This week we read Dubliners by James Joyce, and one short story in particular titled A Painful Case is about a man named Mr. Duffy who has condemned himself to loneliness after rejecting the one person who he considered a companion.
His character reminded me of my favorite childhood movies, Shrek, where the titular ogre Shrek lives alone in isolation in his swamp. Like Mr. Duffy, Shrek has a disdain for the general public and thinks of them as bothersome. Also similarly to Mr. Duffy, Shrek thinks that he enjoys his solidarity and spurns most attempts at connecting with any others, but deep inside he knows that he is lonely. At the start of the movie, Shrek is very isolated until his swamp is disturbed by an enormous amount of fairy tale creatures who have been dumped there by Lord Farquaad. This angers Shrek, and he goes out to find Lord Farquaad in the city of Duloc to reclaim his swamp. The short lord strikes a bargain with him that if he can retrieve the Princess Fiona from her dragon guarded tower, he will remove the fairy tale creatures from his swamp.

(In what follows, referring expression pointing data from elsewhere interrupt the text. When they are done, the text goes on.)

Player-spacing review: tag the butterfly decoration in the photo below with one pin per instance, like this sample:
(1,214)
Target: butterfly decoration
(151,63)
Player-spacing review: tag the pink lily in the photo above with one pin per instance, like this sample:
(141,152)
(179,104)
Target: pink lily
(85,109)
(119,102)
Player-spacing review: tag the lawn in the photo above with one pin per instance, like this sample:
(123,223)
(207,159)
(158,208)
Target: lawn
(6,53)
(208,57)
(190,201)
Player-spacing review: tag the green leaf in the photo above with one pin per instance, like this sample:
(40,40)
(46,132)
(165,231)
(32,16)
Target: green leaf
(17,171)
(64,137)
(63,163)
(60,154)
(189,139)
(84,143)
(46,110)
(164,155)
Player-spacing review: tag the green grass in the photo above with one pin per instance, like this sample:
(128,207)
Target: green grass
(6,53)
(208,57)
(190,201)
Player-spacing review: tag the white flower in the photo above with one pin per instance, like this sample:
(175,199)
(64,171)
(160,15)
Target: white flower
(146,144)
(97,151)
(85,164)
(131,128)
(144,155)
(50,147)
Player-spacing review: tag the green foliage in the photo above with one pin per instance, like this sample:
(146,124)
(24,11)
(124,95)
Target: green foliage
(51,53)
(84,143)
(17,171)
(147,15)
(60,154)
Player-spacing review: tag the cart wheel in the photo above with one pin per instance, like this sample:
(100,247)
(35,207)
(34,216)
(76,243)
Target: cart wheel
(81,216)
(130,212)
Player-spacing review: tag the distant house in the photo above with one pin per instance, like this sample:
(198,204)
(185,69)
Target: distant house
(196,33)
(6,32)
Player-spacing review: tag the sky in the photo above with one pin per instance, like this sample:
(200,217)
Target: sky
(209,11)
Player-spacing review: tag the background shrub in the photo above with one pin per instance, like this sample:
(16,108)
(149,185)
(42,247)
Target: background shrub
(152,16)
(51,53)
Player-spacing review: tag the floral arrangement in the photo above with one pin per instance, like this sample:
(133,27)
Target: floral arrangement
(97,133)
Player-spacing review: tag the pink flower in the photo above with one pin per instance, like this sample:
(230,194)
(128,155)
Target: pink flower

So Shrek sets out, with an equestrian companion named Donkey that he is unable to get rid of. Shrek rejects Donkey’s attempts at friendship and is quite acidic toward him, but Donkey is He and Donkey eventually reach the tower, where they rescue Fiona and Donkey meets his future wife Dragon. Shrek and Fiona bond during their journey back to Duloc, and eventually fall in love with each other. However, Fiona is hiding a very big secret- that she is cursed to turn into an ogress at night, and that only a kiss from her true love will break the curse. This secret leads to a misunderstanding between the couple when Fiona woefully reveals to Donkey that she thinks she is ugly and unlovable, which Shrek overhears, and assumes the comment is about him. This comment cuts him deeply, as he has always been judged and prejudiced by his outer appearance. As a reaction, he shuns his romance with Fiona and dutifully brings her back to Duloc. But just as Fiona is about to wed Lord Farquaad, Donkey yells at Shrek for letting go the love of his life, and Shrek barges in to object to the wedding. Shrek and Donkey, with the help of Dragon, then defeat Lord Farquaad. Shrek kisses Fiona, and she transforms into an ogress permanently, and they get married in the swamp!
While Shrek was able to achieve a happy ending, the grittier, harsher, and more realistic story of Mr. Duffy did not. At the end of A Painful Case, Mr. Duffy is left alone with nobody, and even when he comes to the realization that he is painfully lonely he simply accepts his current situation as his fate. The future that Mr. Duffy has laid out for himself would have been Shrek if Donkey was not so persistent about forcing Shrek to interact with people. Shrek originally isolated himself because deep down, he felt that nobody would accept him and that he was inherently unlovable. This makes me curious if Mr. Duffy’s self isolation stems from the same suppressed feelings as Shrek, where he shuts himself off from others first before others can do it to him. The ending of A Painful Case made me so sad because instead of doing something about his situation, Mr. Duffy just resigns himself to silence and loneliness. This could be because he prefers the familiarity of his loneliness over the unpredictable situation of putting himself out there to change his fate. He has the ability to improve his life but is preventing himself from doing so. While the end of Shrek is a victory, the end of A Painful Case is defeat, and it is a harsh outcome that is hard to swallow.